According to a recent large-scale study involving over 20,000 people, one in every eight older Canadians suffered their first bout of depression during the pandemic. For persons who had previously suffered with depression, the figures were much worse. By the fall of 2020, over half (45%) of this group had reported suffering depression.
The International Journal of Environmental Research and Public Health released a study of answers from the Canadian Longitudinal Study on Aging, which collected information from participants for an average of seven years.
“The high rate of first-onset depression in 2020 highlights the substantial mental health toll that the pandemic caused in a formerly mentally healthy group of older adults.” says first author, Andie MacNeil, a recent Master of Social Work graduate from the Factor-Inwentash Faculty of Social Work (FIFSW) and the Institute for Life Course and Aging, University of Toronto.
Although it is commonly known that depression among older adults rose during the pandemic, few studies have looked at the proportion of individuals who had the disease for the first time, as well as the proportion of people who had a history of the condition who relapsed.
“The devastation of the pandemic which upended so many aspects of daily life hit those with a history of depression particularly hard,” said co-author Sapriya Birk, a researcher formerly based in the Department of Neuroscience, Carleton University, Ottawa who is currently a medical student at McMaster University, Hamilton, Canada, adding, “Health professionals need to be vigilant in screening their patients who had mental health problems at an earlier time in their life.”
Low income and savings, loneliness, chronic pain, difficulties obtaining healthcare, a history of traumatic childhood experiences, and family conflict were all connected to depression among older persons during the pandemic, according to the study.
Prior to the pandemic, older persons who believed their income was insufficient to cover their fundamental requirements, as well as those with fewer savings, were more likely to suffer from depression.
“These findings highlight the disproportionate mental health burden borne by individuals with low socioeconomic status during the pandemic. Many of these socioeconomic risk factors may have been exacerbated by the economic precarity of the pandemic, particularly for individuals with fewer resources,” says co-author Margaret de Groh, scientific manager at the Public Health Agency of Canada.
Individuals who experienced multiple characteristics of loneliness, such as feeling excluded, alone, and lonely, had a 4 to 5 times increased risk of both incident and recurring depression.
“It is not surprising that the lock-down was particularly difficult for older adults who were isolated and lonely during the pandemic. Social connections and social support are essential for well-being and mental health. Better support and outreach are needed for those who are isolated,” says co-author Ying Jiang, senior epidemiologist at the Public Health Agency of Canada.
Older adults in chronic pain and those who had trouble accessing their usual healthcare, medication or treatments were more likely to be depressed during the autumn of 2020.
“This finding underlines the importance of streamlining service provision to ensure less disruption of medical services when future pandemics arise,” said co-author Professor Paul J. Villeneuve, Department of Neuroscience, Carleton University, Canada.

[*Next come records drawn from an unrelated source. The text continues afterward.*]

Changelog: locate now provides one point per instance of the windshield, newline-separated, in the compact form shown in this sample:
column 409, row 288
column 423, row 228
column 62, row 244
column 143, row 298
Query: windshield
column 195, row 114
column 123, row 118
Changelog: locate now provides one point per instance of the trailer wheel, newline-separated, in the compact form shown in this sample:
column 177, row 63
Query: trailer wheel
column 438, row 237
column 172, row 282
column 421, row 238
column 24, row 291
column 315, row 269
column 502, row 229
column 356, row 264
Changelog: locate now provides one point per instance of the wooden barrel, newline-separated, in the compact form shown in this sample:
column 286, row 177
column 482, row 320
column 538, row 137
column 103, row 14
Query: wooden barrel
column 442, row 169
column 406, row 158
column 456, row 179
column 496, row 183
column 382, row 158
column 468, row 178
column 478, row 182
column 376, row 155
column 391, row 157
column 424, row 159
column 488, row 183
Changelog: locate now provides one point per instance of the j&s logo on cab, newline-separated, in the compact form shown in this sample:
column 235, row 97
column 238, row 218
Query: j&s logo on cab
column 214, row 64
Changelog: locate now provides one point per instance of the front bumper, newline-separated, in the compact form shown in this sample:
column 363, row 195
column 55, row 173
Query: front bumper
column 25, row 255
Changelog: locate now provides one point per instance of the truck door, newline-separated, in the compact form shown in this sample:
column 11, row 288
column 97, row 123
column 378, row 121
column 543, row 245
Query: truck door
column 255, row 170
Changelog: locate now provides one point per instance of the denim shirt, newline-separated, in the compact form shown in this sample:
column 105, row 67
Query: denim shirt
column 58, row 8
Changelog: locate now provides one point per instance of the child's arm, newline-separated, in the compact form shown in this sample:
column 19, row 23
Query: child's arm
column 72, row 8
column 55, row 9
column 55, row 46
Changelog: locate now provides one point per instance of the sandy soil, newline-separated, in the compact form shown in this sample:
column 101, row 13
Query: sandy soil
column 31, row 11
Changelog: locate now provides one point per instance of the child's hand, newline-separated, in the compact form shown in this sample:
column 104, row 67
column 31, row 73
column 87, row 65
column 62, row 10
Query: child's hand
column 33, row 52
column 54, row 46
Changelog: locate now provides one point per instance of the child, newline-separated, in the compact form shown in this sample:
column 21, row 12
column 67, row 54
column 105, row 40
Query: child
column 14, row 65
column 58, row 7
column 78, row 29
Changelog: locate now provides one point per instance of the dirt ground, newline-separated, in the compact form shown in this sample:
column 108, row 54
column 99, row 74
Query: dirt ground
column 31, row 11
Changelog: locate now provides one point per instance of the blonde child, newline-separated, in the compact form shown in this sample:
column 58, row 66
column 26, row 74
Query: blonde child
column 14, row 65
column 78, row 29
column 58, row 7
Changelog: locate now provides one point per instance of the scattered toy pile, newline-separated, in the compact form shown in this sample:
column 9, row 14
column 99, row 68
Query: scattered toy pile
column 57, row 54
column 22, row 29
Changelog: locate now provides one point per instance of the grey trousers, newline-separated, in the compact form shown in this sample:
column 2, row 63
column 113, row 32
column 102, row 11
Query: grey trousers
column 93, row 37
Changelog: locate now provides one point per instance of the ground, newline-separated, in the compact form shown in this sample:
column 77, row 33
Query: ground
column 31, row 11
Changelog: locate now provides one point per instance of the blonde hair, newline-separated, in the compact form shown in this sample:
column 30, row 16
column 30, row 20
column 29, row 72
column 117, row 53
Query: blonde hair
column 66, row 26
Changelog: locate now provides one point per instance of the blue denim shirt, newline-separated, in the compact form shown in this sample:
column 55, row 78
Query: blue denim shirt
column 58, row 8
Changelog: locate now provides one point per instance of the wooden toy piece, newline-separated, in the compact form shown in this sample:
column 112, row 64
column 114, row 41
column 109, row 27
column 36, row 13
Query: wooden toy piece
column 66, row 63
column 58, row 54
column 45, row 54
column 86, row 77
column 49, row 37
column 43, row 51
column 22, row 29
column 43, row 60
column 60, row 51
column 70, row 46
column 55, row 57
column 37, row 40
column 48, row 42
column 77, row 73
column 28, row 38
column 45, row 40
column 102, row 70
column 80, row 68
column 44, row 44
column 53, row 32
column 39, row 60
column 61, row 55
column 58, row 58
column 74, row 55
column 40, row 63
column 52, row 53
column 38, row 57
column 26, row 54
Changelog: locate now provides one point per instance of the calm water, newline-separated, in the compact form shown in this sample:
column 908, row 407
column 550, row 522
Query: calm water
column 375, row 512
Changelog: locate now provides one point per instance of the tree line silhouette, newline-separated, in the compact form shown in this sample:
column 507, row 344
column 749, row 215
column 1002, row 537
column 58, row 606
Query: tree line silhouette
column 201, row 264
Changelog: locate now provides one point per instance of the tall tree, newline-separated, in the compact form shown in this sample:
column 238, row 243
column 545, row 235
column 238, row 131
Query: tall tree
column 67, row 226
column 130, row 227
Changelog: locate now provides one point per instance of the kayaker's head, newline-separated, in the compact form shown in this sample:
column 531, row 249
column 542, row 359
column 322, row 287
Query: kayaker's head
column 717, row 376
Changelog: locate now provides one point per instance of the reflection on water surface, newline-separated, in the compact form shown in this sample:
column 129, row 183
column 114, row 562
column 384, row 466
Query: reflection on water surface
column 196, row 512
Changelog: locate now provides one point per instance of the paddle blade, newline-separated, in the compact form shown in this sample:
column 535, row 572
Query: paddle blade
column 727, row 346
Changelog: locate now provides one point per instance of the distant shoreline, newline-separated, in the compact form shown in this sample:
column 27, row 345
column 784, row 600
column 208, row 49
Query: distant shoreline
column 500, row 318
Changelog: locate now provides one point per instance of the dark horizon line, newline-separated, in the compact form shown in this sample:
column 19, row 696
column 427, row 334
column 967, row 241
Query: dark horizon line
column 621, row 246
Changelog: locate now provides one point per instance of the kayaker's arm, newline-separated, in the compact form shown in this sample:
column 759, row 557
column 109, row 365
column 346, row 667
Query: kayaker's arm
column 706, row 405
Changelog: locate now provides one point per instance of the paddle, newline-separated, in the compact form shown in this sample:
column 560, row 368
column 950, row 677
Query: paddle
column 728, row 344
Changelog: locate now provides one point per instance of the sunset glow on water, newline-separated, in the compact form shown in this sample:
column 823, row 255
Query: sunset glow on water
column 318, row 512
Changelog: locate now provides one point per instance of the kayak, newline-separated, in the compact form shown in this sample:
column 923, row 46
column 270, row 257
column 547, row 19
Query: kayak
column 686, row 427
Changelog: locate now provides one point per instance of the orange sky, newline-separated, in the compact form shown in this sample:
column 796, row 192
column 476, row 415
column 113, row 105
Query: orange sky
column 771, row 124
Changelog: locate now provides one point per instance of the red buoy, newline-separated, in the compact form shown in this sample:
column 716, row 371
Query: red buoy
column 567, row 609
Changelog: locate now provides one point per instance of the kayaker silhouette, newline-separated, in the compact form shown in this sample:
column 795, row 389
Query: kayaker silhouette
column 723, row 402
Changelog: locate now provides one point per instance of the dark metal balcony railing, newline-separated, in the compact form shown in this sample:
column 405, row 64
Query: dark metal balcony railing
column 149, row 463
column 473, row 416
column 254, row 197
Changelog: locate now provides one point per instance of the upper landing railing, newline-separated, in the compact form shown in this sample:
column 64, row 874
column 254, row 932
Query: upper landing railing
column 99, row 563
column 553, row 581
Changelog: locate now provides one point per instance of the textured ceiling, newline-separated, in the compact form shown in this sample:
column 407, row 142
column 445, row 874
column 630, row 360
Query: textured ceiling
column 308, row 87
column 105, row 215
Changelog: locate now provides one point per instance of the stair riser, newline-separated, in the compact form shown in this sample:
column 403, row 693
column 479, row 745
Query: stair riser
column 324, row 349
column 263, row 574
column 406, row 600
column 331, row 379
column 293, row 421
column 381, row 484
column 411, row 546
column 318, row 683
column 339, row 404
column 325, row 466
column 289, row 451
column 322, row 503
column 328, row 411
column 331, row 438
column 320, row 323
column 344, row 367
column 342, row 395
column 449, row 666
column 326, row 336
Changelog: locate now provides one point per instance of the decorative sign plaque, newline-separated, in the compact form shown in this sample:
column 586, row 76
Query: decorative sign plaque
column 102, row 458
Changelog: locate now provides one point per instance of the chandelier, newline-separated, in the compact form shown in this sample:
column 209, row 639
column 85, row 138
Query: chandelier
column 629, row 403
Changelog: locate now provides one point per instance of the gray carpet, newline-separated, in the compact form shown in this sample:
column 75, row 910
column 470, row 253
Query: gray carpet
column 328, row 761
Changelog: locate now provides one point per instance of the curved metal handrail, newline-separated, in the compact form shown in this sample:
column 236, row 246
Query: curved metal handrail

Individuals having a history of suffering as a youngster were more likely to be depressed in the autumn of 2020. When compared to their contemporaries, older persons who experienced family conflict during the pandemic had more than quadruple the risk of depression.
“Family conflict is a major stressor that can impact mental health even in the best of times. With the enforced close quarters of lockdown and the stress of the pandemic, there was a considerable strain on many family relationships. The ensuing conflict was a major risk for depression,” says senior author, Professor Esme Fuller-Thomson at the University of Toronto’s FIFSW and director of the Institute for Life Course & Aging.